Solution: let’s split our data in a training and test set. We will use the training set to train the model, and the test set to evaluate the model.
# Split the data into a training set (data from before 2005) and a test set (data from after 2005)
training_data <- Smarket[Smarket$Year < 2005, ]
test_data <- Smarket[Smarket$Year >= 2005, ]
# Now lets fit the model, this time just using the training set
glm.fits <- glm(
Direction ~ Lag1 + Lag2 + Lag3 + Lag4 + Lag5 + Volume,
data = training_data , family = binomial
)
# And then predict the outcome for the test set
# To do this, we will use the newdata argument this time
pred_probs_test <- predict(glm.fits, newdata = test_data,
type = "response")
# And finally, let's evaluate the performance of the model on the test set
pred_outcomes_test <- ifelse(pred_probs_test > 0.5, "Up", "Down")
true_outcomes_test <- test_data$Direction
table(pred_outcomes_test, true_outcomes_test)
## true_outcomes_test
## pred_outcomes_test Down Up
## Down 77 97
## Up 34 44
# Calculate proportion of test set correctly classified
mean(pred_outcomes_test == true_outcomes_test)
## [1] 0.4801587
Proportion correctly classified in the test set is 48% - which is worse than guessing :(
Naive Bayes
Now let’s try using the Naive Bayes classifier. For this, we will need
the e1071
library - again, you may need to install this using
install.packages()
.
# install.packages("e1071")
library(e1071)
As with the logistic regression model, let’s train the model using data
from before 2005, and test it using data from after 2005. We do this
using the naiveBayes()
function.
nb.fit <- naiveBayes(Direction ~ Lag1 + Lag2 + Lag3 + Lag4 + Lag5 + Volume,
data = Smarket)
When can then use the predict()
function in exactly the same way as
for the logistic regression model (but this time, to get probabilities,
we specify type = "raw"
).
# ?predict.naiveBayes
pred_probs_test_nb <- predict(nb.fit, newdata = test_data, type = "raw")
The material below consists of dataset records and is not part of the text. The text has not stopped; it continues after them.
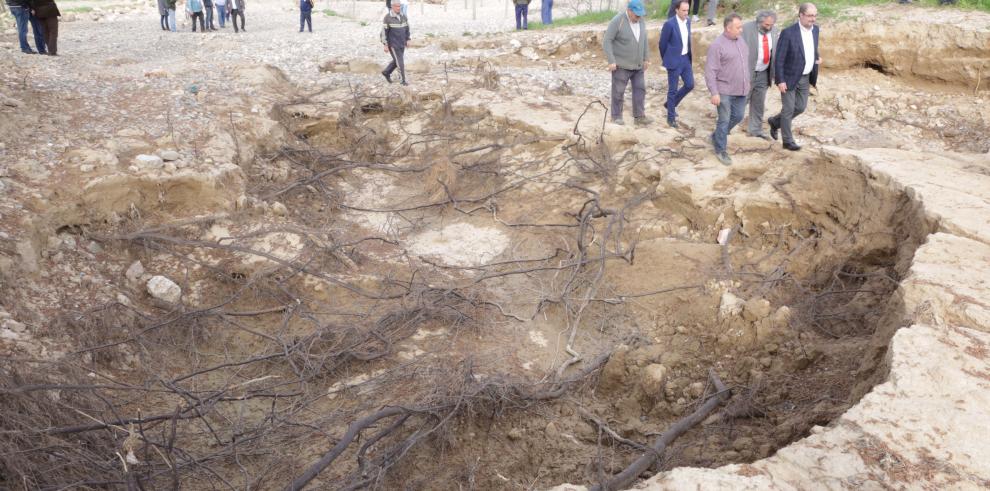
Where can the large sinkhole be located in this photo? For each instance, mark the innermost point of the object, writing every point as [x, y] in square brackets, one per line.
[438, 299]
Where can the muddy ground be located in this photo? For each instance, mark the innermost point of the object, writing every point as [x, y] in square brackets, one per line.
[473, 283]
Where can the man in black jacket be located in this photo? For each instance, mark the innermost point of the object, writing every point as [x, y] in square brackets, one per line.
[21, 11]
[795, 69]
[395, 37]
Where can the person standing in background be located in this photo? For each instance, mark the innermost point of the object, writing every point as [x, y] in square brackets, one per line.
[21, 11]
[163, 13]
[306, 14]
[221, 12]
[727, 75]
[208, 6]
[676, 56]
[761, 36]
[47, 13]
[522, 14]
[236, 9]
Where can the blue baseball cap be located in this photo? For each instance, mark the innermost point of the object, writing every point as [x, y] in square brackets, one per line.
[637, 7]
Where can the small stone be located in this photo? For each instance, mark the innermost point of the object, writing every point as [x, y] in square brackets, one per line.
[729, 306]
[149, 161]
[279, 209]
[756, 309]
[165, 289]
[134, 272]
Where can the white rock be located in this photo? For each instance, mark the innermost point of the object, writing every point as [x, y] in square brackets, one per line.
[729, 306]
[165, 289]
[149, 161]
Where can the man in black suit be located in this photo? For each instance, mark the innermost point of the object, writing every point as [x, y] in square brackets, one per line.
[795, 70]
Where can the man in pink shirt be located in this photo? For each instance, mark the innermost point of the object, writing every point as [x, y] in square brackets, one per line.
[728, 81]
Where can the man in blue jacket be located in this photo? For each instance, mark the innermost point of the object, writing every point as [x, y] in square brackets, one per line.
[795, 70]
[675, 53]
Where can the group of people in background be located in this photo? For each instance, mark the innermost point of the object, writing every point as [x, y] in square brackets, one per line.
[203, 12]
[741, 64]
[42, 16]
[522, 13]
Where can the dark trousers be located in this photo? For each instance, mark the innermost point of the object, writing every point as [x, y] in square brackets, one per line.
[621, 77]
[198, 15]
[234, 14]
[50, 26]
[792, 103]
[684, 73]
[397, 62]
[209, 17]
[522, 12]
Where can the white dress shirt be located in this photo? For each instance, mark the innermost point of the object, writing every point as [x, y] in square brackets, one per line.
[682, 24]
[809, 49]
[760, 66]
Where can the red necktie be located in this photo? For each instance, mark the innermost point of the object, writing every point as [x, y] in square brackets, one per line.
[766, 50]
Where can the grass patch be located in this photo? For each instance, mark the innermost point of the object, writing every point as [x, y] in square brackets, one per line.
[596, 17]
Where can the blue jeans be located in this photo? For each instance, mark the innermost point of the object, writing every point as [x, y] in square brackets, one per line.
[522, 12]
[684, 73]
[23, 17]
[222, 15]
[730, 111]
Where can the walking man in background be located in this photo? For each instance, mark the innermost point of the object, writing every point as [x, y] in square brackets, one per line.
[625, 49]
[236, 9]
[21, 11]
[676, 56]
[727, 77]
[761, 36]
[395, 37]
[306, 14]
[795, 70]
[522, 14]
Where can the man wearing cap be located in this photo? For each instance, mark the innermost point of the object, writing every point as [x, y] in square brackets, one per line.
[675, 53]
[625, 48]
[727, 77]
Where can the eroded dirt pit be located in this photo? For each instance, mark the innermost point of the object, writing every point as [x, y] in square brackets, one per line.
[457, 287]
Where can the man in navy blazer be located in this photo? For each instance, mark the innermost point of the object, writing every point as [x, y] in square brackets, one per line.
[795, 69]
[675, 53]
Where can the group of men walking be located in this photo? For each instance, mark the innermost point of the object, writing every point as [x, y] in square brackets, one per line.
[741, 65]
[42, 16]
[202, 11]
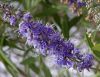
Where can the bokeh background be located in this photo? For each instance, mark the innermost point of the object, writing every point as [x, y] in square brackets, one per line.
[17, 59]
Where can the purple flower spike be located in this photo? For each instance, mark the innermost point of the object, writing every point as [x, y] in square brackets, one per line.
[86, 63]
[27, 16]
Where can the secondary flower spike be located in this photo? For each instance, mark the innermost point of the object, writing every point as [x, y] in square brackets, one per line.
[50, 42]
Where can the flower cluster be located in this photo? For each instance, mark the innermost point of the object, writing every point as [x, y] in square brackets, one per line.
[93, 7]
[75, 5]
[50, 42]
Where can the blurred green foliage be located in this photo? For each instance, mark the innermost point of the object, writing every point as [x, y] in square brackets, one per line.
[51, 11]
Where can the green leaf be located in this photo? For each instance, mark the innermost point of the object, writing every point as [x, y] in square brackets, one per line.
[65, 26]
[96, 51]
[30, 62]
[74, 20]
[13, 72]
[89, 41]
[45, 69]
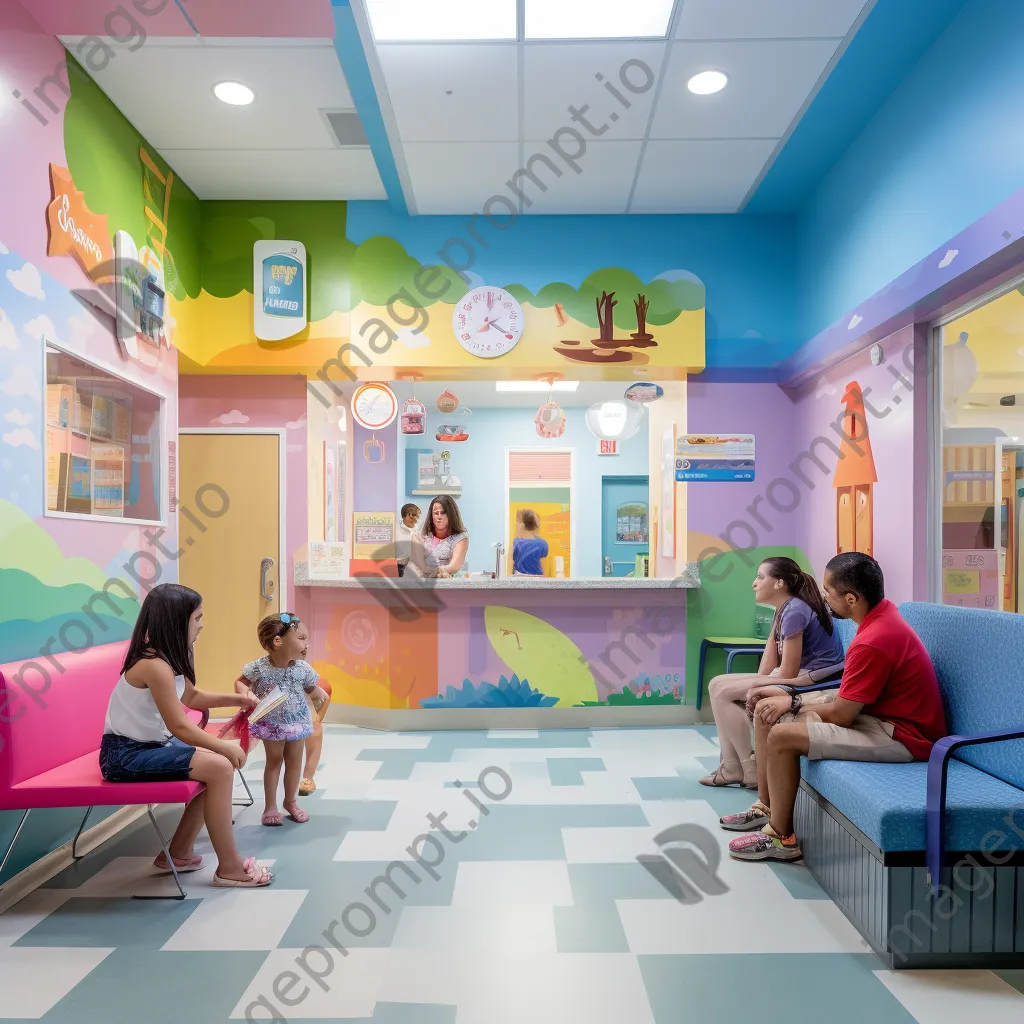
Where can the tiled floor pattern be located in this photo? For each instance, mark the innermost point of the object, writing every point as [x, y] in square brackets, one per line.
[523, 901]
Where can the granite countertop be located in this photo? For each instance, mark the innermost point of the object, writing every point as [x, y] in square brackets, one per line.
[689, 580]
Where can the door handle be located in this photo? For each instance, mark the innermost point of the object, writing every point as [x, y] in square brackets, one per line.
[264, 584]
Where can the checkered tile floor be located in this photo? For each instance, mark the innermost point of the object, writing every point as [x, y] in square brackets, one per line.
[528, 902]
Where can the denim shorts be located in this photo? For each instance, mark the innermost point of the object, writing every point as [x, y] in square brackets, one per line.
[124, 760]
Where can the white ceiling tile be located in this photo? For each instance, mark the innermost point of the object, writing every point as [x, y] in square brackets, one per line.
[482, 79]
[349, 174]
[768, 84]
[460, 177]
[602, 185]
[557, 76]
[698, 177]
[766, 18]
[166, 93]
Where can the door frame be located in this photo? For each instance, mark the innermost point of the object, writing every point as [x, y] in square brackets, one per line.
[572, 510]
[624, 478]
[281, 433]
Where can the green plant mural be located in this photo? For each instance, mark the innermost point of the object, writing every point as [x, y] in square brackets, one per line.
[102, 151]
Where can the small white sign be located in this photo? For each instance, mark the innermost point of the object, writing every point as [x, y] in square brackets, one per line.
[280, 289]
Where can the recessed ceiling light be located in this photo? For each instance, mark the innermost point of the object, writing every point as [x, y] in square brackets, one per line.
[598, 18]
[544, 386]
[708, 82]
[235, 93]
[441, 20]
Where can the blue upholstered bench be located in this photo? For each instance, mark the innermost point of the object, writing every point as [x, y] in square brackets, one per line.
[928, 859]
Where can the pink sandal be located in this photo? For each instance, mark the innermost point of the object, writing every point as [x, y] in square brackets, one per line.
[259, 877]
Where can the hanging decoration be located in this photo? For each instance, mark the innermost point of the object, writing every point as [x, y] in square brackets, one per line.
[446, 402]
[613, 420]
[414, 416]
[644, 392]
[374, 451]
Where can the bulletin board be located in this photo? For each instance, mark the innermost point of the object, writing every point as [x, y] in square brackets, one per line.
[552, 505]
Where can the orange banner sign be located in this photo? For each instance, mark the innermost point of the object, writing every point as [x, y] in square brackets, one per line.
[75, 229]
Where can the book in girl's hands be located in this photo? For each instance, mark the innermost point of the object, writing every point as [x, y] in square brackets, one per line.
[270, 702]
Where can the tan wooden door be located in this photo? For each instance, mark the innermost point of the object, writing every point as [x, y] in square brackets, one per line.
[224, 564]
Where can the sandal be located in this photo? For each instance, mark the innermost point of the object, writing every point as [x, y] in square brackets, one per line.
[259, 877]
[181, 865]
[718, 778]
[750, 820]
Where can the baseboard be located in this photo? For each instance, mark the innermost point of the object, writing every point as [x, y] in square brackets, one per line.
[418, 719]
[31, 878]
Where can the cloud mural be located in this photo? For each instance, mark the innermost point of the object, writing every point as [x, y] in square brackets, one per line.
[28, 281]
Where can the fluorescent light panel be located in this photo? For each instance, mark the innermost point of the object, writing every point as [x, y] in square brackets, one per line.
[598, 18]
[522, 386]
[441, 20]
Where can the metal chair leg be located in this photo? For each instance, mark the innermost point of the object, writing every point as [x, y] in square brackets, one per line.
[10, 846]
[170, 861]
[74, 842]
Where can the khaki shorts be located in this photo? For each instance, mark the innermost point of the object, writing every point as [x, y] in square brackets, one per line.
[867, 739]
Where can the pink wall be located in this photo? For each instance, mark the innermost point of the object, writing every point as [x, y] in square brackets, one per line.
[890, 390]
[259, 401]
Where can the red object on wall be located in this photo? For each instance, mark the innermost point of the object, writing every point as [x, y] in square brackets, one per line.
[855, 477]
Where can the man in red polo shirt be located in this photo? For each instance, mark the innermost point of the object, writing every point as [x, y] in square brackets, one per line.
[888, 709]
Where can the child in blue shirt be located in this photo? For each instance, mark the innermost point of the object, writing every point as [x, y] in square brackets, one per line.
[527, 548]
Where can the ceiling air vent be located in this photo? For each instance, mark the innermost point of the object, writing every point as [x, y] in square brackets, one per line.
[346, 127]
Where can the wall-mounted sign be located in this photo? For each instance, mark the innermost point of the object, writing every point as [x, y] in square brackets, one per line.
[75, 229]
[644, 392]
[140, 298]
[280, 308]
[373, 536]
[715, 457]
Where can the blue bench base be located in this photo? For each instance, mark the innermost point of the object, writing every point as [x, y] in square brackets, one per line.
[978, 922]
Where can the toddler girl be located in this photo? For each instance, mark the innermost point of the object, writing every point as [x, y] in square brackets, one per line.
[284, 731]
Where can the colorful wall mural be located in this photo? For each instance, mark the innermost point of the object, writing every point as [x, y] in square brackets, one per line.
[448, 648]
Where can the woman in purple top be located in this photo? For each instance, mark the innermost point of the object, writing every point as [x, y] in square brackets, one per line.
[803, 641]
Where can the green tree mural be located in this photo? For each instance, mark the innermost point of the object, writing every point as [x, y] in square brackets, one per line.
[102, 150]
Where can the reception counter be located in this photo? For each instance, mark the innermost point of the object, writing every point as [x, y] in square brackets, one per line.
[517, 651]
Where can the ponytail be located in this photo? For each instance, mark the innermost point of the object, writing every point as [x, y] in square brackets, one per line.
[802, 585]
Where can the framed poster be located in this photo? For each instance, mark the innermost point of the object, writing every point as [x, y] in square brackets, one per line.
[330, 495]
[667, 541]
[373, 536]
[715, 457]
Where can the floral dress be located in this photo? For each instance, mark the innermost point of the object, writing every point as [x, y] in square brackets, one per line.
[292, 720]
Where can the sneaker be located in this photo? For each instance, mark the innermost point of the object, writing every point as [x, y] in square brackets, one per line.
[765, 845]
[749, 820]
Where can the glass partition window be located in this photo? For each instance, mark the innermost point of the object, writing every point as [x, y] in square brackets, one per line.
[981, 465]
[102, 443]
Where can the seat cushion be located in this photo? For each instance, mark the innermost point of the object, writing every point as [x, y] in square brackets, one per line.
[887, 803]
[79, 783]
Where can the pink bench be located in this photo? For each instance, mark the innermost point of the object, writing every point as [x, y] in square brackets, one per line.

# And finally, let's evaluate the performance of the model on the test set
pred_outcomes_test_nb <- predict(nb.fit, newdata = test_data, type = "class")
true_outcomes_test <- test_data$Direction
table(pred_outcomes_test_nb, true_outcomes_test)
## true_outcomes_test
## pred_outcomes_test_nb Down Up
## Down 2 0
## Up 109 141
# Calculate proportion of test set correctly classified
mean(pred_outcomes_test_nb == true_outcomes_test)
## [1] 0.5674603
The proportion correctly classified is now 56.7% - this looks like an improvement! But careful - the model has classified all but 2 observations as “Up”. Of the 111 test set observations with a true value of “Down” only 2 were correctly classified! We therefore need to consider the performance of the model in each class, as well as the average performance across classes.